Feline respiratory infections represent a multifactorial disease complex in which viral pathogens initiate epithelial damage and bacterial agents contribute to secondary inflammation and suppuration. Transmission occurs primarily through direct contact and fomites, with kittens and immunocompromised adults at greatest risk for severe disease. While most feline respiratory pathogens are host restricted, Bordetella bronchiseptica carries a low zoonotic risk for immunosuppressed humans. Effective prevention combines vaccination, biosecurity protocols, and environmental management to reduce pathogen circulation in feline populations.

References

[1] Merck Veterinary Manual. Feline Respiratory Disease Complex. Kenilworth, NJ: Merck & Co., Inc. (Standard textbook reference.)

[2] Sykes JE. Feline Upper Respiratory Tract Infections. In: Sykes JE, Greene CE, eds. Infectious Diseases of the Dog and Cat. 5th ed. Elsevier; (Standard textbook reference.)

[3] Lappin MR. Bacterial Causes of Feline Upper Respiratory Tract Infections. In: August JR, ed. Consultations in Feline Internal Medicine. 7th ed. Elsevier; (Standard textbook reference.)

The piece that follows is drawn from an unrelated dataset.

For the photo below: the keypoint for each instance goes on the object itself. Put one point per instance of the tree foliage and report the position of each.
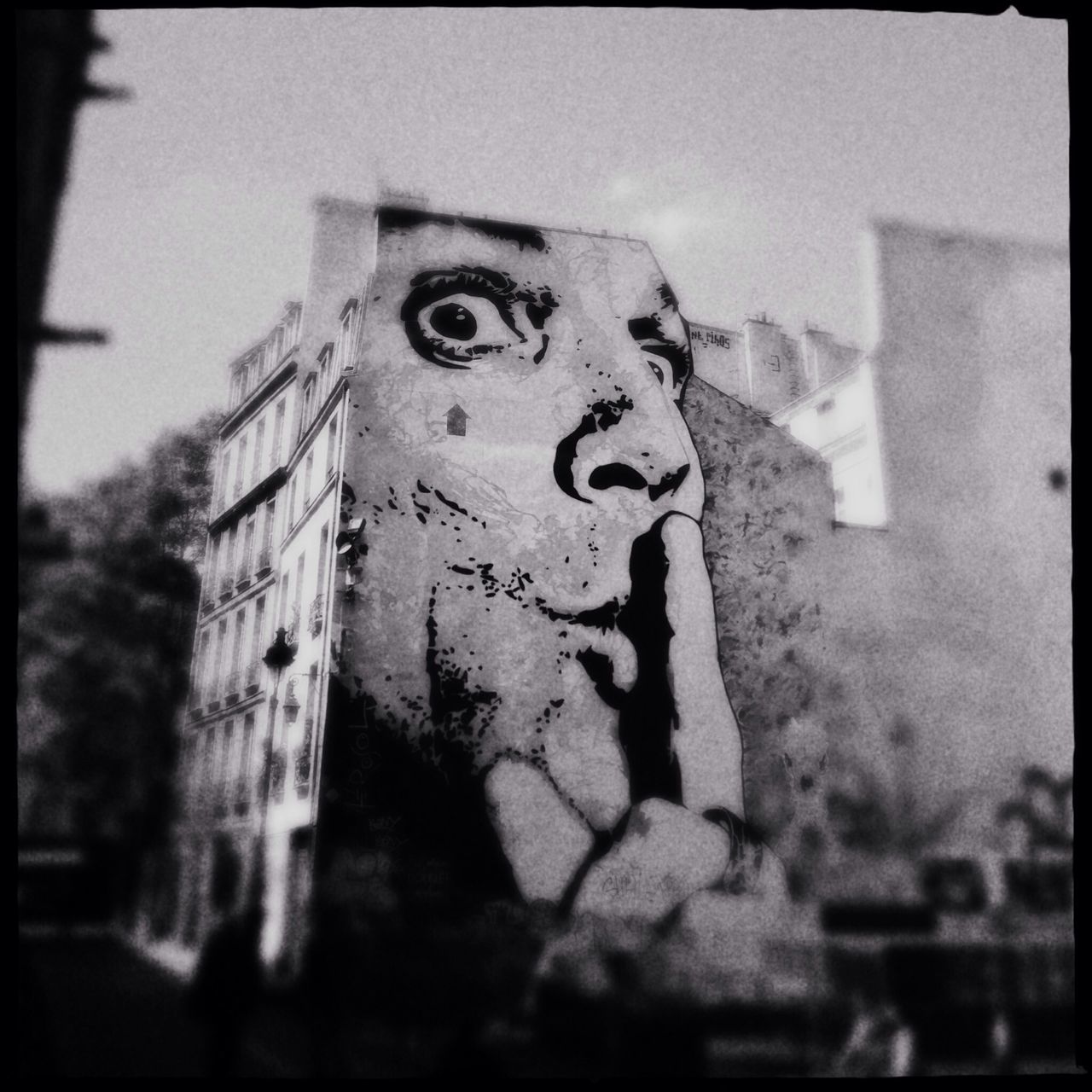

[4] Gaskell RM, Dawson S. Feline Herpesvirus and Feline Calicivirus. In: Greene CE, ed. Infectious Diseases of the Dog and Cat. 4th ed. Saunders; (Standard textbook reference.)

[5] Gruffydd-Jones T, Addie D, Belak S, et al. Chlamydophila felis Infection. ABCD guidelines on prevention and management. Journal of Feline Medicine and Surgery. (Guideline document; no specific authors required for generic referencing.)

[6] Welsh RD. Bordetella bronchiseptica Infections in Small Animals. In: Greene CE, ed. Infectious Diseases of the Dog and Cat. 4th ed. Saunders; (Standard textbook reference.) *** Disclaimer: This article is for educational and informational purposes only. It is not intended to substitute for professional veterinary advice, diagnosis, treatment, or regulatory guidance. Always consult a licensed veterinarian or qualified specialist regarding animal health, disease diagnosis, and therapeutic decisions.